Summary¶
In my last article, I continued working on Block Quote issues and some general clean up that I have wanted to do for a couple of months now. With one week left in my holiday, I wanted to make sure I tackled as many of the big-ticket items that I can while I have the time. If I am going to be doing some work during my holiday, I want to make it count!
Introduction¶
With a couple of weeks off for the holidays and relatively light “honey-do”1 schedule, I had some free time to devote to getting the project closer to the goal line. While I did not want to lose focus on getting the smaller items completed, I had a number of big-ticket items that I wanted to do. Because of their size or scope, I wanted to ensure that I had a dedicated amount of contiguous time to work on each item. Except for the occasional weekend, I figured that this would be the best time to work on them and hopefully get all of them completed in one big push. With a good week left of New Year’s holiday left to go, it seemed like a good idea to try and get as much done as i could in the short amount of time I had. At least, that was my plan.
What Is the Audience for This Article?¶
While detailed more eloquently in this article, my goal for this technical article is to focus on the reasoning behind my solutions, rather that the solutions themselves. For a full record of the solutions presented in this article, please go to this project’s GitHub repository and consult the commits between 28 Dec 2020 and 03 Jan 2021.
Enhancing Code Quality¶
Continuing with the large item cleanup that I had started in the previous week; I was
eager to get some refactoring done on the Markdown token classes. The first step towards
refactoring those classes was to make each token as read-only as possible, to avoid the
possibility of changing the tokens. To accomplish this task, I just went through each
token in
order, adding the __
prefix to most of the field names, thereby making them private.
With each of those fields now private, I added a new getter property for each field
named after the original field name. As the property name for the new getter function
matched the old name of the field, any read-only access was able to continue without any
issues.
As with any such change, there are always exceptions that need to be dealt with
individually. One such case was the active
field of the SpecialTextMarkdownToken
class. The first exception was that instead of retaining the name active
, I felt that
the name is_active
was more descriptive. The second exception was that this token
type is used to look for starts and ends of various inline token sequences. As such,
when those sequences are found, the previous instances of those tokens are marked as
inactive, meaning they will not be used any more. To take care of this, I introduced
to that token a new function deactivate
, specifically used to deactivate the token
without exposing the token’s member variable in its private form.
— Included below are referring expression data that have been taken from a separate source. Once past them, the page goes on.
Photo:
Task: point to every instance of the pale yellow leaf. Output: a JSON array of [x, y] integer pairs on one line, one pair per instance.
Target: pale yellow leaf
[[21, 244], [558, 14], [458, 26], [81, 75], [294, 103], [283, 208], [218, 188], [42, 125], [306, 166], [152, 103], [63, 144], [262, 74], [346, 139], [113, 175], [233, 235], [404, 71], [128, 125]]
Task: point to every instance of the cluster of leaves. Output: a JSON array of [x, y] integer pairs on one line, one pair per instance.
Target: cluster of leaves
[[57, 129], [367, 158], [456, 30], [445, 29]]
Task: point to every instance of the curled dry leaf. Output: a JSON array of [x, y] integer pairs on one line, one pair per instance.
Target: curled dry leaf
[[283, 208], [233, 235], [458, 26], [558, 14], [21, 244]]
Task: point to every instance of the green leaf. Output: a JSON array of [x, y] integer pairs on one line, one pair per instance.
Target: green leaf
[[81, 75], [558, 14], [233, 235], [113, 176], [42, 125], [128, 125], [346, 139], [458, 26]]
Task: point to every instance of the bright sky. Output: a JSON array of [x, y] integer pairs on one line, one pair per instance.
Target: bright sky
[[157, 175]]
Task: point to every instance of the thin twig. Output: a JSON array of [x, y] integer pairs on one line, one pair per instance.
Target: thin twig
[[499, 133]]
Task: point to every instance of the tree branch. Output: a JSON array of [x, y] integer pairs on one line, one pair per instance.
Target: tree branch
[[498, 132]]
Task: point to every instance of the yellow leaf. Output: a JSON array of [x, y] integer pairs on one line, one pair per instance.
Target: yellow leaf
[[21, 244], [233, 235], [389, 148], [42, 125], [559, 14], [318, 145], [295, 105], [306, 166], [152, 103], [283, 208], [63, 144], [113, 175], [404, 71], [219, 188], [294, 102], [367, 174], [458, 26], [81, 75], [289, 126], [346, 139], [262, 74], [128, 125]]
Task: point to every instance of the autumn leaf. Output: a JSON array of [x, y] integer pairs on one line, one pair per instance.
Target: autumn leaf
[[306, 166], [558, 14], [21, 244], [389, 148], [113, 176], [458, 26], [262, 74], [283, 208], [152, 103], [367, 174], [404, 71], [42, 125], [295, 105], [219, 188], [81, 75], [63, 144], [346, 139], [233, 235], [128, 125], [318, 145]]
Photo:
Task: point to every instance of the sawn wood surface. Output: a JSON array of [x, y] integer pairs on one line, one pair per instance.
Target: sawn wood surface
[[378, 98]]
Once this refactoring was completed, I realized that the markdown_token.py
module
was way too large for my liking and needed to be broken down. Keeping the base
MarkdownToken
and EndMarkdownToken
classes in their original file, I started to
move every Markdown token to one of three new modules: one for container block tokens,
one for leaf block tokens, and one for inline tokens. Once the tokens were in their
new modules and all tests passed, I added a new base token class for each of the three
new modules and switched the base class for each token to the new base token in the
same module. By switching over each token to use these three new base classes, I was
able to further reduce the amount of code in each token. While it was not too much of
a reduction, it was a reduction I felt good about.
Enhancing Some More¶
When I started working on this group of tasks, the first thing that came to mind was the words to an old campfire song I learned long ago in Boy Scouts of Canada. While it is a silly song named Nelly In The Barn, the bit between the verses goes:
Second verse, same as the first, a little bit louder and a little bit worse!
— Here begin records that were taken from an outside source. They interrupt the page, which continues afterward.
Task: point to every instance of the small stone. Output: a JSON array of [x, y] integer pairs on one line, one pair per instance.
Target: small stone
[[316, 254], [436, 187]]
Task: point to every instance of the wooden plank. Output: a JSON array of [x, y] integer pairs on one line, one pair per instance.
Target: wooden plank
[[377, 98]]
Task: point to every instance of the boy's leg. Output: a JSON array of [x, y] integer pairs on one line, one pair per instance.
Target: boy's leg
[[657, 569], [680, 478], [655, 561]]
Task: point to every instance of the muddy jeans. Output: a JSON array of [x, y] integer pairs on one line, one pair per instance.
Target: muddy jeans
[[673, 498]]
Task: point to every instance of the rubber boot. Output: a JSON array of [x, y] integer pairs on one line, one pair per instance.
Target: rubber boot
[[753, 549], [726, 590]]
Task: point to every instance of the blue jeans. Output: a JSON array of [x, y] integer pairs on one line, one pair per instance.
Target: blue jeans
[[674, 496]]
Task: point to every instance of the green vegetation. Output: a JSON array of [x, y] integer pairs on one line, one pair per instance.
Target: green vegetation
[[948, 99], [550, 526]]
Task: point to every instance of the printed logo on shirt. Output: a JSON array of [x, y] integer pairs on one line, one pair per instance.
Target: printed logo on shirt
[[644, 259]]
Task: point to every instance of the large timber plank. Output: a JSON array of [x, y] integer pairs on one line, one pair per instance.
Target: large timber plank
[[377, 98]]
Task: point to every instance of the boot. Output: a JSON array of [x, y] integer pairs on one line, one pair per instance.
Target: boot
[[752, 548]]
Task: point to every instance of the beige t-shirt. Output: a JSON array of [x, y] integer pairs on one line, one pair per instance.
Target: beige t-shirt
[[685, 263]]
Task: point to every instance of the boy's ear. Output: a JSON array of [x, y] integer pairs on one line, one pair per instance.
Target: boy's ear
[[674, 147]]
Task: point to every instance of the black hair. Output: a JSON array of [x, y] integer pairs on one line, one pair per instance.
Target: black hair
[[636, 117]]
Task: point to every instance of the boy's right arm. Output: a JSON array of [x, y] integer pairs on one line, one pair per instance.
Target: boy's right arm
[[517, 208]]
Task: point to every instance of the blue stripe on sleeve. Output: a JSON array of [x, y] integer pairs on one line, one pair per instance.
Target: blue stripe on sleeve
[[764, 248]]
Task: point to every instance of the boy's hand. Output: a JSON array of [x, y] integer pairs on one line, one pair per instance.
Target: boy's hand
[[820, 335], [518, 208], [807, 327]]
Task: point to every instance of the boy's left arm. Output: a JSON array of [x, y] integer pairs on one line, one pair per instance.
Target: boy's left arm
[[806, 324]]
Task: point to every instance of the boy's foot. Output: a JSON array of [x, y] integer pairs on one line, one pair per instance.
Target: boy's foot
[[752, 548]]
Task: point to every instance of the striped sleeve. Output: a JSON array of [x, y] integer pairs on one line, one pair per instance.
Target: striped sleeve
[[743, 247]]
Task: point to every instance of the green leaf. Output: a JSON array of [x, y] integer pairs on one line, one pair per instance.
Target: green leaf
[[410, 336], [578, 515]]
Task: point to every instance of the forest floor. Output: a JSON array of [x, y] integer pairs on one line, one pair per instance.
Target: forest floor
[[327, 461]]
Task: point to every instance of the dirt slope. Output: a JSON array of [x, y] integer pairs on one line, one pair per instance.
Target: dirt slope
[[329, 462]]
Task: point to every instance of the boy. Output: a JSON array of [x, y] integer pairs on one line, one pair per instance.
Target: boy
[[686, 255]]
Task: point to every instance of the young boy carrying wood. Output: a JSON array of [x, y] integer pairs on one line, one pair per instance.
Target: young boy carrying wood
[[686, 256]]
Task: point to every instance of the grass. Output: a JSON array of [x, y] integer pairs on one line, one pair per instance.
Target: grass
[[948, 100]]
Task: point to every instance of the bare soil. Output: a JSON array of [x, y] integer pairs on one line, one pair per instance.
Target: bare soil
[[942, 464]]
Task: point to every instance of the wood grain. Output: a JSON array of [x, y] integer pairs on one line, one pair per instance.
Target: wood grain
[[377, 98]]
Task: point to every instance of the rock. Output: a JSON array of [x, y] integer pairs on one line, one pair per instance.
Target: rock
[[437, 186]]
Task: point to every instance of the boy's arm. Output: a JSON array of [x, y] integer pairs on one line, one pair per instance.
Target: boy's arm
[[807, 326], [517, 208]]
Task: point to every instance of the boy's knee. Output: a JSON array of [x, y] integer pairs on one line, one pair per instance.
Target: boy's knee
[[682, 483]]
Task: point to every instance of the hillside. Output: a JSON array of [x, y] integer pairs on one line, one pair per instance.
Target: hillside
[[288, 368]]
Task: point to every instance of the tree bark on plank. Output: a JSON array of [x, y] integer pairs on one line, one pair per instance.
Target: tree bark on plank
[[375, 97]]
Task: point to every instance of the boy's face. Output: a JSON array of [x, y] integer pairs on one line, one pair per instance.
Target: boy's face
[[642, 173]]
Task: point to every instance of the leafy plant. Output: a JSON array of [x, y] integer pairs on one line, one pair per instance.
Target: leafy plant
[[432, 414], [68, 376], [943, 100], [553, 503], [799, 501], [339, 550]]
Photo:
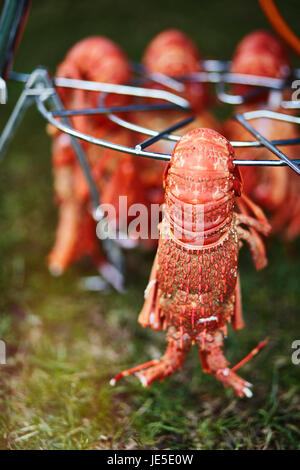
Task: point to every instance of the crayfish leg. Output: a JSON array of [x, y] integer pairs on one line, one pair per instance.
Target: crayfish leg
[[256, 245], [214, 362], [149, 315], [155, 370], [237, 319]]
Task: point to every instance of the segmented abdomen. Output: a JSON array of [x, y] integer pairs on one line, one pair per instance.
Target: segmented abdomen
[[195, 287]]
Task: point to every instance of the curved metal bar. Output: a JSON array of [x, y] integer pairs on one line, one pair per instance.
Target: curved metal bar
[[93, 140], [243, 120], [122, 90], [140, 129], [140, 153], [174, 138], [265, 113]]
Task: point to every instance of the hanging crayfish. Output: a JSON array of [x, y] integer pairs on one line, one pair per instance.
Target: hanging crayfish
[[194, 289], [260, 53]]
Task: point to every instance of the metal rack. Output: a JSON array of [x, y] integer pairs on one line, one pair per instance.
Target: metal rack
[[40, 90]]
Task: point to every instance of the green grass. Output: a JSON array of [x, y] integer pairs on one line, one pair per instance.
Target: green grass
[[64, 344]]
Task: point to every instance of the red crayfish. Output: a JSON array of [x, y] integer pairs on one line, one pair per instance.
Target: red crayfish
[[262, 54], [194, 290]]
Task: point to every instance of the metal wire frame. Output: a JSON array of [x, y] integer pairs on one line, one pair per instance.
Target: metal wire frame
[[215, 72], [40, 90]]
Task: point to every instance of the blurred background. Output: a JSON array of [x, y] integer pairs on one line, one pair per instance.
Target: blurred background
[[64, 344]]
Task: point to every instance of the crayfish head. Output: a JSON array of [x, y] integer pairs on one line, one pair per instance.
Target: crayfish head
[[259, 53], [201, 182], [201, 169], [173, 54]]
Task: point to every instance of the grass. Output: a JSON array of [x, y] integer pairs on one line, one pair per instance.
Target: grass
[[64, 344]]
I could think of no phrase better to describe what I needed to do with the StackToken
class. Having had good success with changing all the MarkdownToken
classes to use
private fields and is_x
methods (as detailed in my last article), I felt that the
StackToken
class needed the same treatment.
Unlike the almost 20 classes for MarkdownToken
descended classes, the transformation
on the 9 classes descended from StackToken
went by quickly. Like the changes made to the
MarkdownToken
classes, I was emboldened to make these changes due to the confidence of having a large
group of scenario tests that I can use to look for any issues. Without that large
group of tests, I would be worried that I would fix one thing, only to break something
else in a related piece of code that I forgot about.
Closing the Test Loop¶
As I noted in the section of the last article entitled Making the Test Invocation More Efficient, I implemented a change to how I invoked the test infrastructure to reduce the needed code from eight lines (1 blank line, 2 comment lines, and 5 code lines) to two lines (1 comment line and 1 code line). Having done some further examination of those changes, I felt that those changes had settled in nicely and it was time to propagate those changes to all similar test functions.
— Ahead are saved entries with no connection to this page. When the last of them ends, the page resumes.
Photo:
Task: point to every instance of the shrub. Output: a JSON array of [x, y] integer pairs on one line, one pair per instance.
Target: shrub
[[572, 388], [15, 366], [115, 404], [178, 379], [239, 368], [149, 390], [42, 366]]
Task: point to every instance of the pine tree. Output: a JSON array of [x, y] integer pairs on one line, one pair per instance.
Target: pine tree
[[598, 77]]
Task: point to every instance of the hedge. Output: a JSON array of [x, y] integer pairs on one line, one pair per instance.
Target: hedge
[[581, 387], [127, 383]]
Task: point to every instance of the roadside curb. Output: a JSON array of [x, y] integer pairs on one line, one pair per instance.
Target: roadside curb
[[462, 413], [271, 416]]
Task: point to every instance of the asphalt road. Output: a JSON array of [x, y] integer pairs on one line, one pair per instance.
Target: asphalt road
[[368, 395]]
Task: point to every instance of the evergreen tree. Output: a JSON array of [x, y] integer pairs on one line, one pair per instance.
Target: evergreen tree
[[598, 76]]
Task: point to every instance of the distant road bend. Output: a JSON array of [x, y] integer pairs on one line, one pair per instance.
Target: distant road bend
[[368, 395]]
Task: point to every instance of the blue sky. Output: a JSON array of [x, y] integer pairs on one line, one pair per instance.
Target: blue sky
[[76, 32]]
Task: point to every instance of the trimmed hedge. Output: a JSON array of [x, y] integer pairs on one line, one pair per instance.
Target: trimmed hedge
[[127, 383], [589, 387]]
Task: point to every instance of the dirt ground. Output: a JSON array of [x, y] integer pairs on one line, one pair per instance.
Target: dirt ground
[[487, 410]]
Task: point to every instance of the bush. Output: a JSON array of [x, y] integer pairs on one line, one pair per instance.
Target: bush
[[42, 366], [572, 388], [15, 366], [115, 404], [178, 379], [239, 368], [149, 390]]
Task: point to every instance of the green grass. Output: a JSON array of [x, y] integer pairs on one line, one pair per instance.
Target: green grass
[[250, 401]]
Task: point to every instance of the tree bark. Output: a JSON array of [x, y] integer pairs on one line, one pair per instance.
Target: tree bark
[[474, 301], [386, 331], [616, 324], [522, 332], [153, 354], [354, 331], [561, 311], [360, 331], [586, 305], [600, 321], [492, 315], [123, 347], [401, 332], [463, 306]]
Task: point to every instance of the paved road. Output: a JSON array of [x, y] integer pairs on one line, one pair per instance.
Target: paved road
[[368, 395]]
I had a good model for the changes, but even so, the work was very monotonous. With just short of 2000 scenario tests that required changing, it was a test of wills: me versus the code base. To keep myself motivated, I kept a search window open on the side of my editor, selecting a new group of tests to modify whenever I found myself getting bored. Even after taking extra breaks to do household chores, I still found that it was a tough task. But I knew it was a good task to do, so even though I could feel the lobes of my brain numbing with each keystroke, I pressed forward with making the changes.
Keeping Things Simple¶
Having ensured that all end Markdown tokens had their start_markdown_token
field set, I
looked at the code to figure out if there were any redundancies that were introduced with
that change. As
that field points to the start Markdown token, there was a good chance that I had stored
duplicate data in the EndMarkdownToken
to avoid having to calculate the start Markdown
token for some of the tokens. It was just a matter of identifying any such tokens.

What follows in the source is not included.